Monday was my chest and shoulders day. I also switched up my cardio machine. I usually LOVE the cross-country machine, but I opted for the elliptical instead. The different muscle groups that it hit and the sweat dripping down my chest, back, and face were confirmation that I made the right choice! I ended up burning 500 calories and felt pretty freakin' wonderful afterwards! 


After the gym, my husband and I ran to the store to grab some more fresh fruit. We are eating so many more fruits and veggies without even thinking twice about it! It makes it so much easier to make healthier snack choices when there are ripe peaches, apples, and bananas sitting in a HUGE bowl on your dining room table! It's a great start to clean eating if you are interested in giving it a shot! 

Even though we are making cleaner food choices, we do still have a ways to go. The biggest hurdle that I have at this time is dessert. Even though it's not clean, I made delicious lemon crinkle cookies yesterday. The recipe did call for powdered sugar, which I didn't use, but you can always use it if you'd like to. In the future, I'm going to add my own lemon zest and juice to amp up the lemon flavor. As well, I'm looking into healthier alternatives for the boxed cake mix and Cool Whip (read: LESS PROCESSED SUGAR). However, since the recipe was so easy and fast (3 ingredients, 3 dozen, 30 minutes), I'm going to share it with you. Chloƫ helped me with making these and we had an absolute blast working together!

Here's what you need for crinkle cookies:

1 box of cake mix (I chose lemon today. Get what you want!)
1 8-oz package Cool Whip
1 egg

1. Lightly beat egg. Add cake mix and fold in Cool Whip.

2. Drop small balls of mix (it will be very sticky) onto a cookie sheet covered with parchment paper. I used a table spoonful per cookie.

3. In an oven preheated to 350 degrees, bake cookies for 10-12 minutes.

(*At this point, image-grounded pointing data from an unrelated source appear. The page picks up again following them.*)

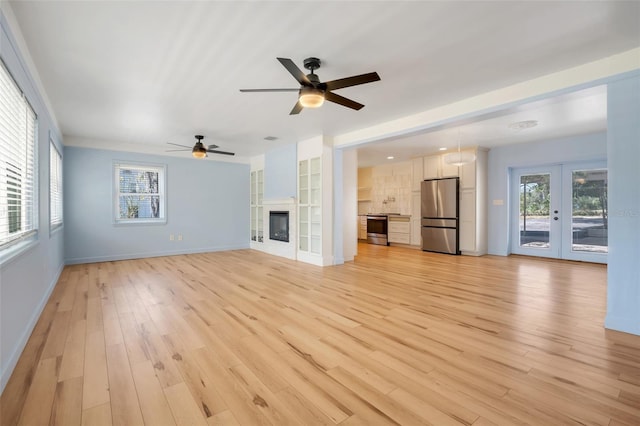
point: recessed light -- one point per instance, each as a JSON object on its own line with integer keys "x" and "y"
{"x": 522, "y": 125}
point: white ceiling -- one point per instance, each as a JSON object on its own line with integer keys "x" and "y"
{"x": 144, "y": 73}
{"x": 576, "y": 113}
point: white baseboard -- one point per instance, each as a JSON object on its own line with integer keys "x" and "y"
{"x": 129, "y": 256}
{"x": 24, "y": 338}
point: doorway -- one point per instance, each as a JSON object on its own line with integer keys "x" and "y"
{"x": 560, "y": 211}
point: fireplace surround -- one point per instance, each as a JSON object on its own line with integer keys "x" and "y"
{"x": 279, "y": 225}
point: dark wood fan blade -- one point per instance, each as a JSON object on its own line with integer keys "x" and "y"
{"x": 352, "y": 81}
{"x": 332, "y": 97}
{"x": 296, "y": 108}
{"x": 213, "y": 151}
{"x": 269, "y": 90}
{"x": 295, "y": 71}
{"x": 177, "y": 144}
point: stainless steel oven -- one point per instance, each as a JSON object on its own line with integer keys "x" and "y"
{"x": 377, "y": 225}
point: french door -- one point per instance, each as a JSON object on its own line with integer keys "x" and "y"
{"x": 560, "y": 211}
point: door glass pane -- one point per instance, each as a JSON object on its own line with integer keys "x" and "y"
{"x": 534, "y": 215}
{"x": 589, "y": 216}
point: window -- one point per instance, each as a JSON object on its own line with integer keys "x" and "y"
{"x": 55, "y": 186}
{"x": 18, "y": 207}
{"x": 139, "y": 193}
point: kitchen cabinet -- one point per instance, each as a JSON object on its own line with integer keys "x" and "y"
{"x": 399, "y": 229}
{"x": 417, "y": 174}
{"x": 434, "y": 167}
{"x": 467, "y": 220}
{"x": 468, "y": 175}
{"x": 416, "y": 216}
{"x": 362, "y": 227}
{"x": 364, "y": 184}
{"x": 473, "y": 205}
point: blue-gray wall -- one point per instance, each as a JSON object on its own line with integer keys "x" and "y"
{"x": 623, "y": 148}
{"x": 207, "y": 203}
{"x": 26, "y": 279}
{"x": 501, "y": 160}
{"x": 280, "y": 172}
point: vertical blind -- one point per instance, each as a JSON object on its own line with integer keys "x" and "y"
{"x": 17, "y": 167}
{"x": 55, "y": 186}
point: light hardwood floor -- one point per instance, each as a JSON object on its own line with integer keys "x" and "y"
{"x": 399, "y": 336}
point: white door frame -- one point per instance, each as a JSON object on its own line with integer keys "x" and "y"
{"x": 560, "y": 230}
{"x": 554, "y": 249}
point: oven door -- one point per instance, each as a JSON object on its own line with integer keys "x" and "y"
{"x": 377, "y": 230}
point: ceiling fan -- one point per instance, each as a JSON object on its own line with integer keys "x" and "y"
{"x": 199, "y": 150}
{"x": 313, "y": 92}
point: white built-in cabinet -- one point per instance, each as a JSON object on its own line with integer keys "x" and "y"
{"x": 310, "y": 205}
{"x": 257, "y": 195}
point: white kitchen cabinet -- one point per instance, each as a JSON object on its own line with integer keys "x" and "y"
{"x": 362, "y": 227}
{"x": 468, "y": 220}
{"x": 448, "y": 170}
{"x": 431, "y": 167}
{"x": 417, "y": 175}
{"x": 473, "y": 205}
{"x": 364, "y": 184}
{"x": 399, "y": 229}
{"x": 468, "y": 175}
{"x": 434, "y": 167}
{"x": 416, "y": 231}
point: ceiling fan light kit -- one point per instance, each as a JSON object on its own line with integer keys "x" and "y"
{"x": 311, "y": 97}
{"x": 312, "y": 92}
{"x": 199, "y": 150}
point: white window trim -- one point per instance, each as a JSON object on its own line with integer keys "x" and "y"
{"x": 27, "y": 240}
{"x": 53, "y": 226}
{"x": 162, "y": 191}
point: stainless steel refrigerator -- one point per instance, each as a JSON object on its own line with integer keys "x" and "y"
{"x": 440, "y": 215}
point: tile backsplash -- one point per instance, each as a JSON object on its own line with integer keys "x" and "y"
{"x": 390, "y": 190}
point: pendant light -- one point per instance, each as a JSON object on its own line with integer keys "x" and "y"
{"x": 459, "y": 158}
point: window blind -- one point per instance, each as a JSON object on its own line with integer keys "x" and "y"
{"x": 17, "y": 166}
{"x": 140, "y": 194}
{"x": 55, "y": 186}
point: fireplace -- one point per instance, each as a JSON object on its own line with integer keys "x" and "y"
{"x": 279, "y": 226}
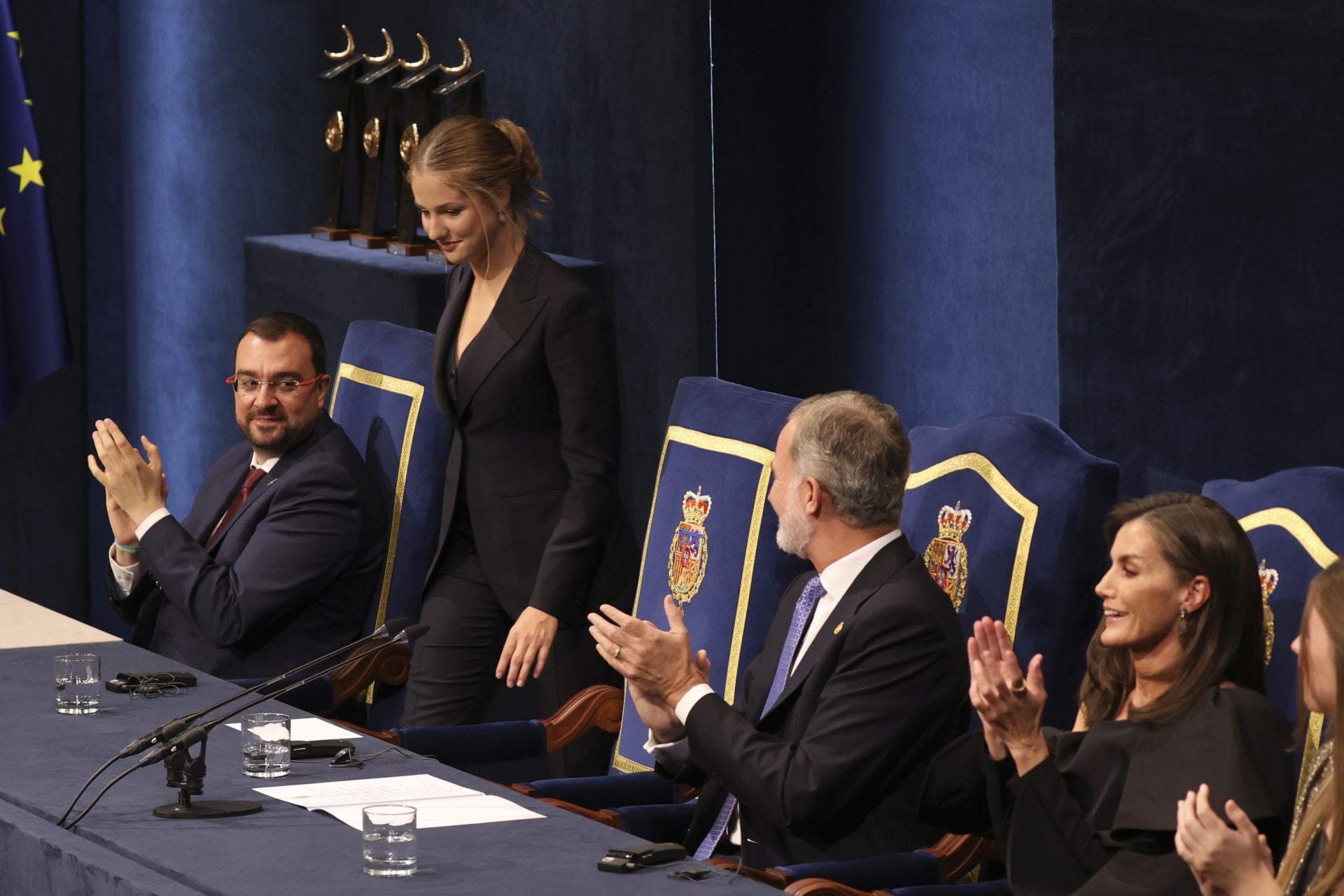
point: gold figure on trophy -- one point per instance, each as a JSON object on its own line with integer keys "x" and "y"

4. Pull cookies out when finished baking. Allow to cool for several minutes before transferring to a cooling rack.

These cookies were so easy to make and yielding a large amount- three dozen. The best thing about these cookies were they were only 64 calories each! My husband and I enjoyed a couple each while sitting on the front porch together last night without feeling guilty about having dessert. 


Finally, while my daughter and I were watching "Aladdin" last night (my favorite movie of all time), I was surfing the web and came across a witty, yet inspiring poster. It really hit home because there are days when all I want to do is sleep or be a couch potato or just do nothing at all, but this poster says it all: 



Keep this in mind if you are ever thinking about skipping your workout. Hell, keep this in mind when you think about skipping out on anything that you know is beneficial for you. You'll NEVER regret taking time for yourself and doing something good for yourself. Taking time to make a nice meal, a fun dessert, spending time with those you love, or working out is what makes life fun and interesting. So don't skip something because you don't feel like it. 

Have a great Tuesday, everyone! Today is my cardio day and I can't wait to get on that spin cycle and crush it! I hope you all have plans to get out there and make it one of those days where you can't stop dancing!